Alongside automating business processes, RPA also digitizes them. This allows more data to be gained following the automation of the process rather than when it was carried out manually. The approach minimizes subjectivity via manual process assessment, enabling organizations to undertake transformational decisions for meeting business goals and augmenting their competitive edge.
The data generated through RPA can later be imposed upon varying types of data analysis for optimizing it further. We’ve listed some use cases obtained through RPA generated data:
Process Mining: The Process Mining technologies can be adopted for visualizing the entire process of making use of the data offered by RPA, paving the way for a more comprehensive insight into the process, and also, Process Mining applications can produce the data to pinpoint the best suitable processes when it comes to RPA development.
Algorithm Selection and AutoML
It is pretty integral to decide which predictive model and its basic algorithm operate most effectively in a particular use scenario. Multiple models are often generated by data scientists for the same purpose and these models may sometimes even be combined. The modern-day solutions offered by RPA can automate this data science component by making use of AutoML in which a number of varying algorithms are applied among which the one that predicts the most suitable human results is determined as an effective model.

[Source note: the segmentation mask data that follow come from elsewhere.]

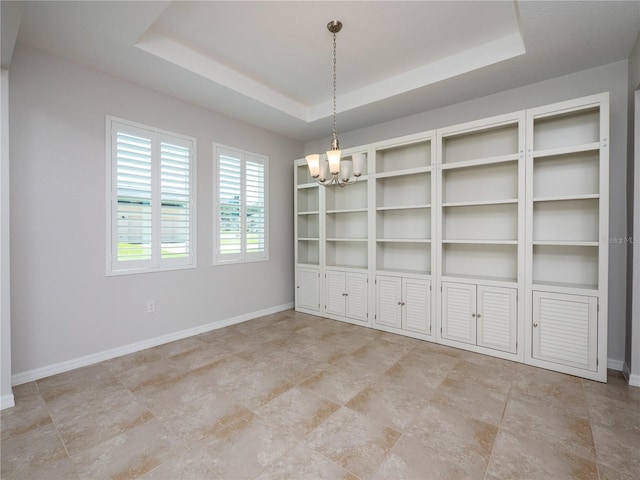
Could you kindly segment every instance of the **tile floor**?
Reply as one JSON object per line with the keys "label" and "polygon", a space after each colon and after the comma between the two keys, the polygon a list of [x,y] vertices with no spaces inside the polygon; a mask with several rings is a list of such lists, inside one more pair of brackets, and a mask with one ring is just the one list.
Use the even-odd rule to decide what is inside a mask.
{"label": "tile floor", "polygon": [[640,389],[269,315],[21,385],[3,479],[640,478]]}

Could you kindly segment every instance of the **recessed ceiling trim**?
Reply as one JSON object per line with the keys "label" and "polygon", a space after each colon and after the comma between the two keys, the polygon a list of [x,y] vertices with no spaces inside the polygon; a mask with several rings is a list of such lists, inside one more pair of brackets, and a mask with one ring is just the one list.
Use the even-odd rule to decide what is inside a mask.
{"label": "recessed ceiling trim", "polygon": [[148,30],[135,46],[281,112],[309,121],[308,108],[301,103],[153,30]]}
{"label": "recessed ceiling trim", "polygon": [[[345,112],[395,95],[410,92],[448,78],[478,70],[526,53],[520,32],[448,56],[338,97],[338,111]],[[310,108],[309,121],[331,115],[332,102]]]}
{"label": "recessed ceiling trim", "polygon": [[[327,118],[331,101],[305,106],[180,42],[148,30],[136,47],[307,123]],[[395,75],[338,97],[346,112],[431,85],[526,53],[520,32],[470,48],[414,70]]]}

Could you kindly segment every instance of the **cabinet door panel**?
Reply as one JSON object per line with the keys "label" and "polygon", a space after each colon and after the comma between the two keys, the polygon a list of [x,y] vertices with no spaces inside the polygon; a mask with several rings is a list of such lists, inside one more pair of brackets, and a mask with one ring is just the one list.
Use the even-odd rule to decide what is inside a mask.
{"label": "cabinet door panel", "polygon": [[478,345],[516,352],[516,290],[478,286]]}
{"label": "cabinet door panel", "polygon": [[345,315],[353,320],[367,321],[367,275],[346,274]]}
{"label": "cabinet door panel", "polygon": [[404,278],[402,293],[402,328],[411,332],[431,333],[431,282]]}
{"label": "cabinet door panel", "polygon": [[533,292],[533,357],[597,370],[597,298]]}
{"label": "cabinet door panel", "polygon": [[442,338],[476,343],[476,286],[442,282]]}
{"label": "cabinet door panel", "polygon": [[320,272],[315,268],[298,269],[296,307],[320,310]]}
{"label": "cabinet door panel", "polygon": [[325,285],[325,311],[332,315],[344,316],[346,304],[344,272],[325,273]]}
{"label": "cabinet door panel", "polygon": [[402,283],[398,277],[376,277],[376,320],[378,325],[400,328]]}

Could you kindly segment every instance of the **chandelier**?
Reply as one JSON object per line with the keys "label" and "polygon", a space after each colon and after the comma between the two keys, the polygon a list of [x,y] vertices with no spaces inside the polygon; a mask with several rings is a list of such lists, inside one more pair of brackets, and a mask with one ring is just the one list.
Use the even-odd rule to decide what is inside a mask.
{"label": "chandelier", "polygon": [[[342,22],[332,20],[327,24],[327,30],[333,34],[333,134],[331,147],[327,151],[327,158],[320,158],[317,153],[307,155],[309,173],[316,181],[325,187],[337,185],[344,187],[358,181],[362,175],[362,166],[365,160],[364,153],[354,153],[350,160],[340,159],[340,144],[336,134],[336,33],[342,29]],[[355,179],[351,179],[351,176]]]}

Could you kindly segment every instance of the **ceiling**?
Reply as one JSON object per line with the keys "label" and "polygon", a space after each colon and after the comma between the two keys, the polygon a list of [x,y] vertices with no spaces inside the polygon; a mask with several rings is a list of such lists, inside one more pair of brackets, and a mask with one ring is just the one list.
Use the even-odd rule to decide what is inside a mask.
{"label": "ceiling", "polygon": [[301,141],[629,57],[638,1],[2,0],[24,44]]}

The option becomes a possibility in scenarios like that of loan approval where the data is derived through a myriad of sources for forming a lone decision (especially in case of binary decisions like the approval of loans or their denial). In such cases, the varying algorithms and models of AutoML are required to determine the most lucrative one, that is capable of automating an array of data science levels. The algorithms can shift and vary on the basis of the data observed by the bot.
Production data becomes an excellent source to train machine learning models, especially in the case of big organizations. These machine learning models are mainly trained through the decision of a business user for approving or denying a particular application, yet the stage is also impacted by other learning types which discursively impact a model training process. The following abilities are adopted by bots for making a loan decision through suitable sources :
Although the procedure of interpreting the data and putting the fresh insights into action for the prevailing business activities, still highly relies upon human direction, the combination of Big Data with RPA has proven to be highly advantageous. RPA is presently one of the leading tools for extracting insights through Big Data to considerably minimize process bottlenecks and enhance the optimization of business results.
It will be interesting to observe how this technology influences the field ahead in the future.